La ciudad despertó envuelta en el rumoreo de la lluvia. El zumbido de la tempestad aproximándose esparcía sobre las cabezas de sus habitantes un vago terror. Se oían el ruido de frenos, voces asustadas, desgarrarse las ramas de los árboles y las explosiones de los truenos. Nada se veía en sus calles pero todo se agitaba en la espera angustiosa del agua desbordada. A la altura del cruce de la calle 127 con la avenida Córdoba, Valentina golpeaba con sus pies los adoquines mientras veía pasar fulminantes automóviles y buses que se bamboleaban en las curvas mal tomadas. La gente a su alrededor empuñaba con fuerza los paraguas y soñaba con esas camas calientes abandonadas en habitaciones ya cerradas. Nadie la miraba. De pronto, Se desprende del brazo de su padre y recoge la mano como para retener el frio desparramado. Un viento mayor comba la sombrilla de la pequeña que, espantada por el fuerte vaivén, grita sorprendiendo a todos:

         _! Papi! ¡Papitooo! ¡Ayúdame! ¡El viento me llevaaa!

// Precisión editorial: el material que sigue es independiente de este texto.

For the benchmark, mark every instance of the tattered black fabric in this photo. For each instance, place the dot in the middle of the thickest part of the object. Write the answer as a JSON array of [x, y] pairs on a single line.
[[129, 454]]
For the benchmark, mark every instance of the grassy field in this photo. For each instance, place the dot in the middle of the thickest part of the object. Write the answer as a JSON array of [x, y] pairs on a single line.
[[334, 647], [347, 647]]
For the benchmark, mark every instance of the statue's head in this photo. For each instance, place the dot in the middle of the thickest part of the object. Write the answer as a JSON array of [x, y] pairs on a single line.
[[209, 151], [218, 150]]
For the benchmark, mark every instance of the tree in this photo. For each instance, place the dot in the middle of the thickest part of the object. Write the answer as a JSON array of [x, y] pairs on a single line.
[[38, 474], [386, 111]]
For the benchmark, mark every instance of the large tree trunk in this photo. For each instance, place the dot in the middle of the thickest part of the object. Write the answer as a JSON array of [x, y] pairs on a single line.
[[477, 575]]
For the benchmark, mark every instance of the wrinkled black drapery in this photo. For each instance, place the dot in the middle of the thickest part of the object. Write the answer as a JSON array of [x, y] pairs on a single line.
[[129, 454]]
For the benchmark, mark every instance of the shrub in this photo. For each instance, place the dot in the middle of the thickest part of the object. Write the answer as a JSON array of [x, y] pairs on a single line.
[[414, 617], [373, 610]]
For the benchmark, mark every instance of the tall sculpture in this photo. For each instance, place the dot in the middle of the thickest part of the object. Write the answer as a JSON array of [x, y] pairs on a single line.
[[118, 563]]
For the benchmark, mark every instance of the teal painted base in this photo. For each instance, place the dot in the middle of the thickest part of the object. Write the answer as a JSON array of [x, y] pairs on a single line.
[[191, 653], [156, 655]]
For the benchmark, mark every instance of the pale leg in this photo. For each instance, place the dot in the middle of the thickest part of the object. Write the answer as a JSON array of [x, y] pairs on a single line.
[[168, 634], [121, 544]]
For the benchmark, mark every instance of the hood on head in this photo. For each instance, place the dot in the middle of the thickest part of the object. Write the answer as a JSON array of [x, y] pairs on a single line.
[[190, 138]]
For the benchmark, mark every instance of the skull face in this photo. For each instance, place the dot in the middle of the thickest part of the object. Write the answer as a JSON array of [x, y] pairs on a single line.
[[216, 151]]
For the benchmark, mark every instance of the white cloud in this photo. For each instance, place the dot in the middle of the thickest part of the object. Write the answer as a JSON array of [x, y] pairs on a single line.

         En un instante el padre gira su cabeza, las miradas quedan fijas, las palabras sobran; se abrazan con fuerza. El semáforo cambia a rojo y atraviesan el carril. El puente separador los recibe rezagados de ese ejercito de desconocidos en transito a alcanzar la gloria diaria.  Valentina, inmóvil, se niega a seguir avanzando, contempla con asombro las aguas que corren debajo del armazón metálico: ¡Abajo hay un rio! Su mente aglutina imágenes y olores de otras aguas ya vistas. No entiende. Las que corren por sus pupilas no son del color de la lima. El viento se viene raudo y levanta nubecillas de basura que se quedan coronando la vegetación asomada a lado y lado del riachuelo turbio. Un hedor a orina.acaricia el cabello limpio y despeinado  de la niña.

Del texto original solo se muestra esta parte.